The NCAA, NFL and other major professional sports leagues filed a motion for a temporary restraining order Tuesday in an effort to halt legalized sports betting in New Jersey.
If the leagues are granted the temporary restraining order -- and multiple legal sources believe they will -- it would end Monmouth Park's hopes of opening its sportsbook Sunday.
The state must file its response to the leagues' restraining order request Wednesday. The leagues will file another reply Thursday, before U.S. District Judge Michael Shipp reviews the filings and decides if oral arguments are required.
Shipp will decide if the leagues have proven that they will be irreparably harmed by betting at Monmouth Park before granting the restraining order. In 2012, when the case was in its beginning stages, Shipp ruled that the leagues did face reputational harm from New Jersey's sports-betting efforts and had standing to pursue the case they eventually won. At the time, the leagues used a series of sealed and partially redacted reports they believe showed that fans' perception of the integrity of their games would decline if sports betting were to be allowed in New Jersey.
New Jersey questioned why the integrity of the games would be negatively impacted by the same type of regulated sports betting that is already taking place in Nevada, but it ultimately lost its request to have the leagues' suit dismissed.
This time, New Jersey has at least one new argument to dispute the leagues' claim of irreparable harm.
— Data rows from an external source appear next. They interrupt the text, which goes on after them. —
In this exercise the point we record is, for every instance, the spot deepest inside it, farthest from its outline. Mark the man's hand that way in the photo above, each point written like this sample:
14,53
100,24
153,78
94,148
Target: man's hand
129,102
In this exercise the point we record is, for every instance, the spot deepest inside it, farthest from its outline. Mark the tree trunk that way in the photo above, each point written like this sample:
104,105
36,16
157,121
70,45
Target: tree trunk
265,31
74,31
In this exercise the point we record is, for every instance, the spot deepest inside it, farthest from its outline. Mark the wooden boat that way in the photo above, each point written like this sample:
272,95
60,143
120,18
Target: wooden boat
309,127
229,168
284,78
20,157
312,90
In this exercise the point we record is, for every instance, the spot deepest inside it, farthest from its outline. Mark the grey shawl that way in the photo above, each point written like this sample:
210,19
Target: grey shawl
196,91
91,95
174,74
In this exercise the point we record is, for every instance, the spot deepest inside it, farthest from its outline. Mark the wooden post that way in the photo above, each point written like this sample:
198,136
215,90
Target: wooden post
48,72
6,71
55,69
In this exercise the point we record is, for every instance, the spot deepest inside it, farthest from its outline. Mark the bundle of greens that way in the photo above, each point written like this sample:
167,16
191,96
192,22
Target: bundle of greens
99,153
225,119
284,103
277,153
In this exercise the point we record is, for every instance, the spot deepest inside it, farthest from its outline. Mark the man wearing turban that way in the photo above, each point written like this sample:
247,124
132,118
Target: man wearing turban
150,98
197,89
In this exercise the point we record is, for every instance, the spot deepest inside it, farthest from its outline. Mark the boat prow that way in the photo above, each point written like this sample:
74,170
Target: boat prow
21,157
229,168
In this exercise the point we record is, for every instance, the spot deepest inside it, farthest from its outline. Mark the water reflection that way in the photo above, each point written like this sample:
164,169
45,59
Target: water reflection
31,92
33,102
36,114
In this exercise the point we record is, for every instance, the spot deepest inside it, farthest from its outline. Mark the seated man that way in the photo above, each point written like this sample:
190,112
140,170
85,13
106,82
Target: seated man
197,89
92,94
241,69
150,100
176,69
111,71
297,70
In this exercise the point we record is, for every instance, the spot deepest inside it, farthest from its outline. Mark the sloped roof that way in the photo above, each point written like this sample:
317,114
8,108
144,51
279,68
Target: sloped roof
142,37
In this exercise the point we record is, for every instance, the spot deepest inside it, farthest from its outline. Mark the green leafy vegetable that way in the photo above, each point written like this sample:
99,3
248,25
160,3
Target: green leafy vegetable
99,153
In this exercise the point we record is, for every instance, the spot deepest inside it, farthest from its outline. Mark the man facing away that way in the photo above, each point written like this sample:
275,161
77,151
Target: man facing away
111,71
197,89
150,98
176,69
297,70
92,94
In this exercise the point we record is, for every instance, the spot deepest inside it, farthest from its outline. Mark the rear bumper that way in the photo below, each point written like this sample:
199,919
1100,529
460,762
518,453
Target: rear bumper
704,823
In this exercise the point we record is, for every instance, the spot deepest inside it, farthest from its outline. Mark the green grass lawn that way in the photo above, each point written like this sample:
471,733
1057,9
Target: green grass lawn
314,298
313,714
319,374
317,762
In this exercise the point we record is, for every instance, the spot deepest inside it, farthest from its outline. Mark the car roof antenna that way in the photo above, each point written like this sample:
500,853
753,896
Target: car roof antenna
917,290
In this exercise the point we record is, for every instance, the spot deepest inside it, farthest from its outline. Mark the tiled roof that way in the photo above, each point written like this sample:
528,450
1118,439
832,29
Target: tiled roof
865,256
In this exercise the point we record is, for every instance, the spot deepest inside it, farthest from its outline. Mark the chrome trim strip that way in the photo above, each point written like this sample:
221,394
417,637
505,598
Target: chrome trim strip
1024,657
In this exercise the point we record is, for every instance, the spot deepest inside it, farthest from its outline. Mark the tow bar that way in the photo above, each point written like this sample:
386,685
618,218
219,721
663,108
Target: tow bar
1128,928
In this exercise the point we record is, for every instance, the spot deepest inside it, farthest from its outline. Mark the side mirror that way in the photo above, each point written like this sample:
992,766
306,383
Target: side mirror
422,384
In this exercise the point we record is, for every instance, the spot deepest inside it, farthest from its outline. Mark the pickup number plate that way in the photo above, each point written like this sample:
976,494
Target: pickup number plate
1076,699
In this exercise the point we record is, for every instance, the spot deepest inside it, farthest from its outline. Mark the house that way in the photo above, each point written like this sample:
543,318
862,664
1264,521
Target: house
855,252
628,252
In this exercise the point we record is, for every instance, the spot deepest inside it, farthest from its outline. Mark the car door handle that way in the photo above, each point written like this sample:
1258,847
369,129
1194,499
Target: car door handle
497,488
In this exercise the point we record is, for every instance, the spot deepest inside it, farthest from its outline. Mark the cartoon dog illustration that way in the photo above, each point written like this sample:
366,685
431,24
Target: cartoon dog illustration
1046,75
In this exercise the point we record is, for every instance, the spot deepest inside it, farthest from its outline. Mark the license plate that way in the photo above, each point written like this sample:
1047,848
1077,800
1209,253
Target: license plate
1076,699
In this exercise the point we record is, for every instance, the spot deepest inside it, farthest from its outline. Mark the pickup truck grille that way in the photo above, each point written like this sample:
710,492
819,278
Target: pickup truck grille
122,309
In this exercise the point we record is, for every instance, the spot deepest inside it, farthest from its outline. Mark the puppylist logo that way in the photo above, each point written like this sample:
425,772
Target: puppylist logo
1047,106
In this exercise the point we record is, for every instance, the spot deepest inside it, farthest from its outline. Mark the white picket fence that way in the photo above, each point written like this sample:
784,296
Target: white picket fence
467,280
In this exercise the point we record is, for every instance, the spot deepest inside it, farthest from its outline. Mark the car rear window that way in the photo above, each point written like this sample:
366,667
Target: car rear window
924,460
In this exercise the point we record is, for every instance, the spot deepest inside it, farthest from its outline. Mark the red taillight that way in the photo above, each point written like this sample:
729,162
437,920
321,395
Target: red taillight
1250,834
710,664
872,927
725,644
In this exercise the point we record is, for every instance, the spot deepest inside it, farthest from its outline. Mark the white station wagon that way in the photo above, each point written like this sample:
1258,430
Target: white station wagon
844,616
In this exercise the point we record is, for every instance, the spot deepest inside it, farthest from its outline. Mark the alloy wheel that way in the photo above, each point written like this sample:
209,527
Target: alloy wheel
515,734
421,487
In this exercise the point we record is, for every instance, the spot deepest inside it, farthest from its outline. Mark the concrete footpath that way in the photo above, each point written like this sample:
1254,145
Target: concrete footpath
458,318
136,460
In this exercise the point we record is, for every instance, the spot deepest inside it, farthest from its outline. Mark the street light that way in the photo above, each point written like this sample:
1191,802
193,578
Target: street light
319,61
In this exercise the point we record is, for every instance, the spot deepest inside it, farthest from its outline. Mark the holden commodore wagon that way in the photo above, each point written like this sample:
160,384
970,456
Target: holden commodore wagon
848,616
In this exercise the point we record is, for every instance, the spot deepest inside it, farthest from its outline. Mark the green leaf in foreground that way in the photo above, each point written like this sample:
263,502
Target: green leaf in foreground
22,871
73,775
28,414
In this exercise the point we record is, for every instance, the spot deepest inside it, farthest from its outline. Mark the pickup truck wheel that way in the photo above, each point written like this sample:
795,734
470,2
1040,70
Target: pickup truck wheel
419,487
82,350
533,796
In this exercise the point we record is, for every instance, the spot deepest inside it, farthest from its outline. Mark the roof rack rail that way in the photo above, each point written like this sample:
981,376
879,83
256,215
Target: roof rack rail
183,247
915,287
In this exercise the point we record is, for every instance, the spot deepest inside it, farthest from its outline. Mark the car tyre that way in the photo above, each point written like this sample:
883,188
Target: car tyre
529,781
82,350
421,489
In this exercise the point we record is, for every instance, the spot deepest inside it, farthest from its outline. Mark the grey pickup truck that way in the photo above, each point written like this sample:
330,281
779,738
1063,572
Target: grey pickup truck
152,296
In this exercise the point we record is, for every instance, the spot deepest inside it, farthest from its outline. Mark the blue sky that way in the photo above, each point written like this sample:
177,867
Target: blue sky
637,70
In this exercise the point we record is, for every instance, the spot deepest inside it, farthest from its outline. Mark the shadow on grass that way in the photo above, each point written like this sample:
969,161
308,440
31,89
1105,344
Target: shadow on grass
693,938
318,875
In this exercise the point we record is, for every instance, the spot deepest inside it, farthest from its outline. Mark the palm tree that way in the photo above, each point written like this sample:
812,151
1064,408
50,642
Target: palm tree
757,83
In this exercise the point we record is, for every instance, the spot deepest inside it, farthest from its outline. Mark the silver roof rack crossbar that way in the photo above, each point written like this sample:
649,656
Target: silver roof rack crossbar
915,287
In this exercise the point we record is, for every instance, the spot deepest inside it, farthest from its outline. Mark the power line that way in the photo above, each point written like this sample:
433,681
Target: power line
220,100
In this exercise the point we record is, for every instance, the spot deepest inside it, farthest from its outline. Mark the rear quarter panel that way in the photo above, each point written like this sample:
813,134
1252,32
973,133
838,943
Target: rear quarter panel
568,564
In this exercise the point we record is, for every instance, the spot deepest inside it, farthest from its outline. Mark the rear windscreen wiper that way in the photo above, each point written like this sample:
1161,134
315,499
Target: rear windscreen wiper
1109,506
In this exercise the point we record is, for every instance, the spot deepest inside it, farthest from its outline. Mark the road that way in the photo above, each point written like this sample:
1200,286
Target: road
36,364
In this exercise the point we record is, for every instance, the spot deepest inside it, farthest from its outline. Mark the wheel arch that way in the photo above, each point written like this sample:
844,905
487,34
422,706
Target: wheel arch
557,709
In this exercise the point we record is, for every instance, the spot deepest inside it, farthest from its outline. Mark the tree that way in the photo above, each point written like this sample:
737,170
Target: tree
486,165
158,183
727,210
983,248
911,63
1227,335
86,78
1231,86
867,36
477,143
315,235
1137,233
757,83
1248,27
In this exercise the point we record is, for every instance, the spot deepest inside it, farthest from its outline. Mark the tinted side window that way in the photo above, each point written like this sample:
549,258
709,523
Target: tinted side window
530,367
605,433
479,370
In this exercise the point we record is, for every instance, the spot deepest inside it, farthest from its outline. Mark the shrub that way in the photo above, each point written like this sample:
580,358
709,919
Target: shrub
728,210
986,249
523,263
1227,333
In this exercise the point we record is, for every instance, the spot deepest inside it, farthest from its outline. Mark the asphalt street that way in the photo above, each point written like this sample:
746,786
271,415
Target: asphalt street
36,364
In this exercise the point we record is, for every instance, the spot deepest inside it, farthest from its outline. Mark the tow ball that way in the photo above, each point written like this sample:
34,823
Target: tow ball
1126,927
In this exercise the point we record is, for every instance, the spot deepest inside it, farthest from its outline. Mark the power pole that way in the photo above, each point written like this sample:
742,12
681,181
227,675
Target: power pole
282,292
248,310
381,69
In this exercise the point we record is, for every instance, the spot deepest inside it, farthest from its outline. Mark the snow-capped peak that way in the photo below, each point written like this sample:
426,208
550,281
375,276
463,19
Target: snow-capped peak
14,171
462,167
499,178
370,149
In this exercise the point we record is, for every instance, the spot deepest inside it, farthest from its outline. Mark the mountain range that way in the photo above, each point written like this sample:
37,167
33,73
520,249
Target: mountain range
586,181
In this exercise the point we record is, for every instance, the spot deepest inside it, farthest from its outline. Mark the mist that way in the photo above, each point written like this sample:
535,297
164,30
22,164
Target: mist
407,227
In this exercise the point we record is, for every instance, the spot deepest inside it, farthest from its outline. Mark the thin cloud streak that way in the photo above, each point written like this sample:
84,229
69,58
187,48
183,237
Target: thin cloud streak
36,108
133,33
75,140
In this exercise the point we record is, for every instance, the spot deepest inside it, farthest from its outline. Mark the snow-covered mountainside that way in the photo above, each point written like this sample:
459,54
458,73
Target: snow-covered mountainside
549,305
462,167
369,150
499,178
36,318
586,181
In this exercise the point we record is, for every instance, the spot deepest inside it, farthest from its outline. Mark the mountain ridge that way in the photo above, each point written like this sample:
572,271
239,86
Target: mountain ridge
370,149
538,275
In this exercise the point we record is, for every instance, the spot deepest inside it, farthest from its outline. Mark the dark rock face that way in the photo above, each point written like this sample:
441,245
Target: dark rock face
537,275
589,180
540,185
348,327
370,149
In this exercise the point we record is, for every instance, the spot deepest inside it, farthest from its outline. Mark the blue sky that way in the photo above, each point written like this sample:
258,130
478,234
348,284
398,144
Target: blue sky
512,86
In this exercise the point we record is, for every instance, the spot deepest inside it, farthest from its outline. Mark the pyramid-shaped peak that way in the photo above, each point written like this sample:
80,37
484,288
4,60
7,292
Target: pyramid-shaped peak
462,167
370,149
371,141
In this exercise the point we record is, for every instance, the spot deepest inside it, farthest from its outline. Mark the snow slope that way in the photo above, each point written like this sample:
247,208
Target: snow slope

NBA commissioner Adam Silver recently made public statements that indicated his league is open to participating in what he described as "inevitable" expanded legalized sports betting in the U.S.
There is also a 1976 ruling from a U.S. District Judge that denied the NFL's request for a restraining order to prevent Delaware from operating a sports lottery based on league games.
But with Shipp overseeing the case again, multiple legal sources expect the leagues to be granted the restraining order, effectively ending Monmouth Park's hopes of offering sports betting Sunday.
"I give Monmouth Park a zero percent chance to be taking bets Sunday," Daniel Wallach, a gaming and sports law attorney with Becker & Poliakoff, told ESPN.
Tassos Kaburakis, a professor at St. Louis University who filed an amicus brief when New Jersey petitioned to have the Supreme Court hear the case, agreed with Wallach.
"With the temporary restraining order that the leagues will most likely get, I'd say Monmouth Park has only a 10 percent chance of taking bets this week," Kaburakis said. "It's a pretty sure wager that [the leagues] will get the restraining order or injunction."
Another legal source who spoke on the condition of anonymity given his role in the case, however, pointed out an issue that New Jersey could address.
"Lawyers for New Jersey will likely contest whether the sports leagues, all of whom are headquartered outside of New Jersey, have standing to bring a new legal claim based on the New Jersey Constitution [Count II in the new complaint filed yesterday], in addition to the PASPA-specific counts previously litigated. It is an open issue."